Other symptoms of an inguinal hernia may include:

  • A tugging or pinching sensation in the groin or scrotal area
  • Discomfort after eating a big meal
  • Groin or scrotal pain when straining
  • A burning sensation that can travel down the leg

An inguinal hernia is typically not an emergency—however, if you experience severe pain or vomiting then it could mean that the hernia is stuck or not receiving a blood supply. Seek emergency care immediately.

What Are the Treatment Options for an Inguinal Hernia?

Sometimes, an inguinal hernia can be managed by watchful waiting, particularly if the hernia is not causing any symptoms. Symptomatic inguinal hernias can be repaired by surgically replacing the tissue back into the abdominal cavity and reinforcing the area so that the hernia does not reoccur. This reinforcement can be accomplished with a piece of mesh or with suturing.

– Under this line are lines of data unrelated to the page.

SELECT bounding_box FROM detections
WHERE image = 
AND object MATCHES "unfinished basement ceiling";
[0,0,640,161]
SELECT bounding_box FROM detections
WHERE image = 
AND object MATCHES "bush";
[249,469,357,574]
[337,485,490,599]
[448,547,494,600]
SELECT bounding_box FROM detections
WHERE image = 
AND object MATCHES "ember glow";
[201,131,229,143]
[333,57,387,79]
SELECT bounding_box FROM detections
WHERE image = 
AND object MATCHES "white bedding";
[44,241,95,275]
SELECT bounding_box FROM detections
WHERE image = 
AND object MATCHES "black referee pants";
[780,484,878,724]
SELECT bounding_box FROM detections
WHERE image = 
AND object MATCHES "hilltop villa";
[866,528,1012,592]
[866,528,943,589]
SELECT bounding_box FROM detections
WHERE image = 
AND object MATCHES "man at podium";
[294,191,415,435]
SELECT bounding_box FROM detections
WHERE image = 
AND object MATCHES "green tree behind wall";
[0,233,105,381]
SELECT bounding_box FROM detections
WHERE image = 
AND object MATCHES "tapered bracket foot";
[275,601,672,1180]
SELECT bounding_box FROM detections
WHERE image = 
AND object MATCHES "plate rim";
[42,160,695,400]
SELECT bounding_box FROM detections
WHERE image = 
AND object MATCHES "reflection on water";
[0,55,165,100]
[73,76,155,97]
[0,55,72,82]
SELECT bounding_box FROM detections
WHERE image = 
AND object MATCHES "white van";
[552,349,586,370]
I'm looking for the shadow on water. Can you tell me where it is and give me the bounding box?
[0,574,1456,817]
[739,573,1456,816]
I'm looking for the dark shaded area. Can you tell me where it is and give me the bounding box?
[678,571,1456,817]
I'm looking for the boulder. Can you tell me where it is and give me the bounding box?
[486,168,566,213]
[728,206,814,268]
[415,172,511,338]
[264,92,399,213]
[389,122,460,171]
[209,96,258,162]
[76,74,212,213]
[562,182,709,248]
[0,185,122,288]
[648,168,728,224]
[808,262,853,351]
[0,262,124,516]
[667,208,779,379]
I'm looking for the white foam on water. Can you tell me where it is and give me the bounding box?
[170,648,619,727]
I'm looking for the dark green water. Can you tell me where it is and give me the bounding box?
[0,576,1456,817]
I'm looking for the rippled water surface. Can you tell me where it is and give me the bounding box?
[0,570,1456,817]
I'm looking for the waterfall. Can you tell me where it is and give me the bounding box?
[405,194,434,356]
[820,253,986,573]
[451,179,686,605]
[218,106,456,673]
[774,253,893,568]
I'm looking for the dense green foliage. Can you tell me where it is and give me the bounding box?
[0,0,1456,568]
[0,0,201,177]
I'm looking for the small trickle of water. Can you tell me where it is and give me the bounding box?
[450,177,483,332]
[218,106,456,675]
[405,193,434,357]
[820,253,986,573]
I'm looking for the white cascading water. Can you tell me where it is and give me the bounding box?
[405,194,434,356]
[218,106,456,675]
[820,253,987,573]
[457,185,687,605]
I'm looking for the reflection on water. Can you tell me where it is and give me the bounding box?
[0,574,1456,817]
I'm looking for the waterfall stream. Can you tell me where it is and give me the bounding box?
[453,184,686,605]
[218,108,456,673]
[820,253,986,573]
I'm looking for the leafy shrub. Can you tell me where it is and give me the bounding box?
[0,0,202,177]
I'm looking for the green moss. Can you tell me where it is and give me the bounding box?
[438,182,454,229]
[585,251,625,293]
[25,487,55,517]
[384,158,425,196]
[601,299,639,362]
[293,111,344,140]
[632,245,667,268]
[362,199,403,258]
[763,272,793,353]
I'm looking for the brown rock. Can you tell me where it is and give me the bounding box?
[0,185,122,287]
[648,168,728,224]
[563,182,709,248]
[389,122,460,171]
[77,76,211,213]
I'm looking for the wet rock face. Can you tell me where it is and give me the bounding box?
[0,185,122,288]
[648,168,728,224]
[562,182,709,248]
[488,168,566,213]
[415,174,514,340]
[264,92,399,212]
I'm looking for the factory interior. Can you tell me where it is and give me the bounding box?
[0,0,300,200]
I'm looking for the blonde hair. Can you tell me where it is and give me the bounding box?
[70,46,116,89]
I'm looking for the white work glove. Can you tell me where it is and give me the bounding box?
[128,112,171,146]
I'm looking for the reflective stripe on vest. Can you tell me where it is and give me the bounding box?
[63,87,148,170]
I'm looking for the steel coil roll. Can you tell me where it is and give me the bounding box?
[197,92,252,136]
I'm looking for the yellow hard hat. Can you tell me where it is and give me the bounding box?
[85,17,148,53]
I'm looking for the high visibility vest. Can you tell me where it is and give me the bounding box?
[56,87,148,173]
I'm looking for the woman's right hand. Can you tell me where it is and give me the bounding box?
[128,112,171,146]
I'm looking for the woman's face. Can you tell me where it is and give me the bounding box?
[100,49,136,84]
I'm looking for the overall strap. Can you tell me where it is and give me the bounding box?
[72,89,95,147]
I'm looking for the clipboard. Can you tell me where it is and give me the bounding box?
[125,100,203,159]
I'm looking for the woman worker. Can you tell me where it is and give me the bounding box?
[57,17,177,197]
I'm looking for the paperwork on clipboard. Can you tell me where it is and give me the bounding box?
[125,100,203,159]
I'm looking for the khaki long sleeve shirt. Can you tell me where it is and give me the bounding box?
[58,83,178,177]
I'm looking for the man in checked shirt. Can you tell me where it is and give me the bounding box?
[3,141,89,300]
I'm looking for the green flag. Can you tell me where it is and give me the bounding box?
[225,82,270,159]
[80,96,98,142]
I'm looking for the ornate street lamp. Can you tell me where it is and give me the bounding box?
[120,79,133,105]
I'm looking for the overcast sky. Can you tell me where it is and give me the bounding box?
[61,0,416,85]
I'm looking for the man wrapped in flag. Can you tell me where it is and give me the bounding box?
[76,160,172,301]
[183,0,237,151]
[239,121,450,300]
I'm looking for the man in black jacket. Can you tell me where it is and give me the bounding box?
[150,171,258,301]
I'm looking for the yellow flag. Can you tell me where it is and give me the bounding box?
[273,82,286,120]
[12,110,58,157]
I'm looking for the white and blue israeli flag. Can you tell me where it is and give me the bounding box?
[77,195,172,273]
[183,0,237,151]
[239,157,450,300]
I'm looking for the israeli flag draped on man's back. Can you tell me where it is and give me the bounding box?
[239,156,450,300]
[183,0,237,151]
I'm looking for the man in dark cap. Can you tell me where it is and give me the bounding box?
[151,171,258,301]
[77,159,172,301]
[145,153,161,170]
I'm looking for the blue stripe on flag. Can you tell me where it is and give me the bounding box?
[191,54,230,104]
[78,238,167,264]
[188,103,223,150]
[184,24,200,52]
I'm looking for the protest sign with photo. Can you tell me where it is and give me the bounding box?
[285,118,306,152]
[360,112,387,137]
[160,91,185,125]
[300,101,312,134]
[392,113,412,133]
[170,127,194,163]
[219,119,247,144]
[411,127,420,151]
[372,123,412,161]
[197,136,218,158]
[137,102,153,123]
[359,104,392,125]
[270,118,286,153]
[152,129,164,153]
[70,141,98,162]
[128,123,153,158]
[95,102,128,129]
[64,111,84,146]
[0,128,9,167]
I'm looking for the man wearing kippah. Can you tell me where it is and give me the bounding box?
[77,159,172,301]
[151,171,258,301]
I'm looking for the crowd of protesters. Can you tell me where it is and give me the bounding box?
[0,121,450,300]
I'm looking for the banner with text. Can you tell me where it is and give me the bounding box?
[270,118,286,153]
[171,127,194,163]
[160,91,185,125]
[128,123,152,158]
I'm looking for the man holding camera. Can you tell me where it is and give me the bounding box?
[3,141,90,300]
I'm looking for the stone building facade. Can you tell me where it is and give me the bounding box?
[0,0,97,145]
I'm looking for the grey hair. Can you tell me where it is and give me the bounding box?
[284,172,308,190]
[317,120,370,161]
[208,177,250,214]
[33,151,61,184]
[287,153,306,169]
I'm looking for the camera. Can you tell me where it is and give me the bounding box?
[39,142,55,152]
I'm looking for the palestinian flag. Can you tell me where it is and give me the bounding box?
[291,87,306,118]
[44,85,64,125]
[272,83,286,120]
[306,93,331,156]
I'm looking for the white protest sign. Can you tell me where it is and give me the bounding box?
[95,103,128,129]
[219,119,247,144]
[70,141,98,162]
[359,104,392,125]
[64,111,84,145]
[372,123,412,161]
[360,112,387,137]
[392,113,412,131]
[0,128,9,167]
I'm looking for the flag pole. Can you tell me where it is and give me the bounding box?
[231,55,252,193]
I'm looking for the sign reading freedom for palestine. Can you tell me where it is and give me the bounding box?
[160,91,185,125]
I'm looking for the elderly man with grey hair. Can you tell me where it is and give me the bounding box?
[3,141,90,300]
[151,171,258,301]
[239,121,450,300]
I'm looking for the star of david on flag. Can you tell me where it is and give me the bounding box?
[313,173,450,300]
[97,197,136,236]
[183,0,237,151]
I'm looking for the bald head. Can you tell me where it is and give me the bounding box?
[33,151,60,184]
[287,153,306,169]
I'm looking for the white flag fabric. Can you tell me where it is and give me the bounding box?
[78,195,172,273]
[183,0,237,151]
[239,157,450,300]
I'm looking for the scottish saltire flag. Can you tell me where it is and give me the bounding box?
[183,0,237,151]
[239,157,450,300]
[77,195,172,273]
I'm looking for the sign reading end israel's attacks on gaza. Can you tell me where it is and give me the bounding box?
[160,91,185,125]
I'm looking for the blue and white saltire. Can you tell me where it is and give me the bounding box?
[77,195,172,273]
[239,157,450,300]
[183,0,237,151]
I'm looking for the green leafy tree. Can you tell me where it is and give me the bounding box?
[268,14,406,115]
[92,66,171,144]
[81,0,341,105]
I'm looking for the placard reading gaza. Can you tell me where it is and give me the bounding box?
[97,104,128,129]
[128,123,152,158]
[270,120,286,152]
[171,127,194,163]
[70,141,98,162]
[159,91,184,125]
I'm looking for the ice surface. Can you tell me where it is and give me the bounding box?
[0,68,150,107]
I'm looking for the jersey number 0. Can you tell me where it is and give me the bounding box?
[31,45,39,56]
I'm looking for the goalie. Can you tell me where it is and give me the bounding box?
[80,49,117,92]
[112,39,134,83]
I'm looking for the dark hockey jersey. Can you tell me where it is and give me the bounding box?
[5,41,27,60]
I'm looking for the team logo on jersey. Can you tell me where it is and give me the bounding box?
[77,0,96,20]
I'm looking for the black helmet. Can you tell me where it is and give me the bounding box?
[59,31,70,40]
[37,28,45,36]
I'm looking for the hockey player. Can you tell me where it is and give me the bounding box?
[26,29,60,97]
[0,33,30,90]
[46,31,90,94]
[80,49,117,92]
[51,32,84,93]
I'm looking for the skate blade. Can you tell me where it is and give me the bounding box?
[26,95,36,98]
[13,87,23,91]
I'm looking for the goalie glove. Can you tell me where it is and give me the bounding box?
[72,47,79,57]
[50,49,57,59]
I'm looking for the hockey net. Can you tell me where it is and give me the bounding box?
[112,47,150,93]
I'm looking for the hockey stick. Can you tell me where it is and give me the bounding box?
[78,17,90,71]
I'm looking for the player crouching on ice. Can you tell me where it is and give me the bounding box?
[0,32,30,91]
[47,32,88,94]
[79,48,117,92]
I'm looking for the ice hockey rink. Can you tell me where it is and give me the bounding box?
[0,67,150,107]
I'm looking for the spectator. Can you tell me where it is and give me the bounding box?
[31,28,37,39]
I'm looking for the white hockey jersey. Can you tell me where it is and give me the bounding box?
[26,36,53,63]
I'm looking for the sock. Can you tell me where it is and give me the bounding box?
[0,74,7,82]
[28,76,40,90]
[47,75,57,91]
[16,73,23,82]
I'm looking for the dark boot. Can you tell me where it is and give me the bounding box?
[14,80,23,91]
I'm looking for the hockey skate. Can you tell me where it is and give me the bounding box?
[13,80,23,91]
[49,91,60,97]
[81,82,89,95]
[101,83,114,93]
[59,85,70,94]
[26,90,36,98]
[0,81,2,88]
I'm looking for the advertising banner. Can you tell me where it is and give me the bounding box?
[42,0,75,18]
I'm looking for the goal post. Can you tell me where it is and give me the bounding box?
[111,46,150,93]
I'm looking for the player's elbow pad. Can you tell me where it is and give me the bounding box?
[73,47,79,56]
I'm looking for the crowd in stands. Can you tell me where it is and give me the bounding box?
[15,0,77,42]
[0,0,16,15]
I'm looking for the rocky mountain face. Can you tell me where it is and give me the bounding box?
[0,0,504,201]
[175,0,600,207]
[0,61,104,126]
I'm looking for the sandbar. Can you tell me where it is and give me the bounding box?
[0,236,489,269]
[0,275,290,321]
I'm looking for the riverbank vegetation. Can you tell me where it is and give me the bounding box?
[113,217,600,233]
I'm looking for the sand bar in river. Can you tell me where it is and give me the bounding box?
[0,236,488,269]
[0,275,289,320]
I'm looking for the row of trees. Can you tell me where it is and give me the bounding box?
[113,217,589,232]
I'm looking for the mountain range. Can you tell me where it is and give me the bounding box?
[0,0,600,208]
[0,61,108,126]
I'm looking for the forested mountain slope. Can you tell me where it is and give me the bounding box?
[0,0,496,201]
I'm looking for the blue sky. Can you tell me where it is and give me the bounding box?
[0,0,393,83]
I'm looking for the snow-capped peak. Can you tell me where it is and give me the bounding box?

Two surgical options for treating inguinal hernias include:

  • An open hernia repair includes a moderate incision near the hernia site
  • A laparoscopic hernia repair includes a few smaller incisions near the hernia site

At Advanced Laparoscopic Associates, we excel at treating inguinal hernias using a minimally invasive, laparoscopic and approach. We incorporate the use of robotics into our hernia repairs for even greater precision and control and to improve surgical recovery outcomes for our patients. Both laparoscopic and robotic hernia surgery involve the use of small tools, small incisions and flexible cameras. The difference is, in robotic hernia surgery, the surgeon controls a robotic arm from a console instead of using the surgical tools him- or herself.